I hope this gave you a good overview of some of the practices we have seen that can actually hamper the security of a containerized environment while internal teams might think they are “doing all the right things”. I can’t provide a prescriptive solution for all of these anti-patterns. The goal of this article is to help you understand the consequences, both positive and negative when managing a containerized workload or workloads. You need to perform a risk and benefit analysis of all of your practices and which tools (and how many) are appropriate for your situation. Oteemo’s general guidance is:
- Run containers as non-root users inside the container.
- Run Docker (or any container runtime) as a non-root user on the host.
- Run Docker (or any other container runtime) without SYSCAP privileges if possible. Add specific privileges only when absolutely necessary.
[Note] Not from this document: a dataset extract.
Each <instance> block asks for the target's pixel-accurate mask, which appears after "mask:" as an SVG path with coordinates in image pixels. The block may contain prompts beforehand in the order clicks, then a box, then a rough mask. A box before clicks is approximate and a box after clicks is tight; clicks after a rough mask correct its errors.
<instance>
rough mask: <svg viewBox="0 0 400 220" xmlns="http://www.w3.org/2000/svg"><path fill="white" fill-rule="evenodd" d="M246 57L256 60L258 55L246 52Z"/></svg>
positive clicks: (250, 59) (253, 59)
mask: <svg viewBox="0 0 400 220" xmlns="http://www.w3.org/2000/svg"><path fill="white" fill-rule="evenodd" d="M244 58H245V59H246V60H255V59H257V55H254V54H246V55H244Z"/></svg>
- Use a service mesh and node taints to isolate containers requiring root access and/or SYSCAP privileges to specific, specialized “privileged” nodes where possible. This does not imply trust, just limiting attack surfaces and isolating damage.
- Patch the hosts kernel frequently (Control plane and worker nodes).
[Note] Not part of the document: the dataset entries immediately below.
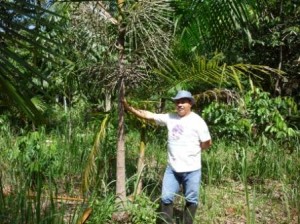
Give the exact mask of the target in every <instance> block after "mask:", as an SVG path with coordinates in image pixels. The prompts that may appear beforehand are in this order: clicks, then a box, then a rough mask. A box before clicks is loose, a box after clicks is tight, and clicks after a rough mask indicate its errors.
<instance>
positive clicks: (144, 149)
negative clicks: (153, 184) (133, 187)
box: [136, 125, 146, 195]
mask: <svg viewBox="0 0 300 224" xmlns="http://www.w3.org/2000/svg"><path fill="white" fill-rule="evenodd" d="M140 133H141V141H140V154H139V161H138V167H137V172H138V184H137V189H136V195H139V194H141V193H142V189H143V182H142V180H143V178H142V176H143V175H142V172H143V169H144V166H145V147H146V128H145V125H143V127H142V129H141V132H140Z"/></svg>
- Separate data by tainting nodes and enforcing data boundaries.
- Use a service mesh to enforce mTLS but make sure to enable observability and monitoring so YOU can decrypt and inspect the traffic.
- Balance using “small” images with good supply chain management. Amazon Linux 2 containers have become my personal favorite. Reasonably sized, updated, and very clean vulnerability scans. It maintains binary compatibility with RHEL and CentOS. For Debian based specific purpose containers consider Google Distroless.
- Choose your security tools carefully. Unless you need a specific function from a new tool that covers a compliance or serious capability gap, try to limit runtime security tools to one or at most two.
- Scan containers for vulnerabilities and malware prior to uploading to an internal registry or deploying. Re-scan containers while they are running in the cluster regularly. Amazon Inspector, if in AWS, is a really useful cloud based service to scan containers in ECR.
- Run containers, and all systems and services, internally except with specific exceptions for content you are intentionally trying to serve publicly. A new campaign has been launched which brings this to a head. A threat actor, TeamTNT, is attacking publicly exposed services to steal credentials, deploy malware, install cryptominers, etc. https://www.darkreading.com/cloud/aws-cloud-credential-stealing-campaign-spreads-azure-google
- Enable observability and logging for all workloads in the cluster including system logs.
- Use containers that have updated applications and libraries. Rebase if necessary to upgrade or remove things like root or use a trusted partner, like Oteemo! We can rebase and host upstream or internally developed containers.
- Use a CNI that enforces network policies AND configure them appropriately for your environment.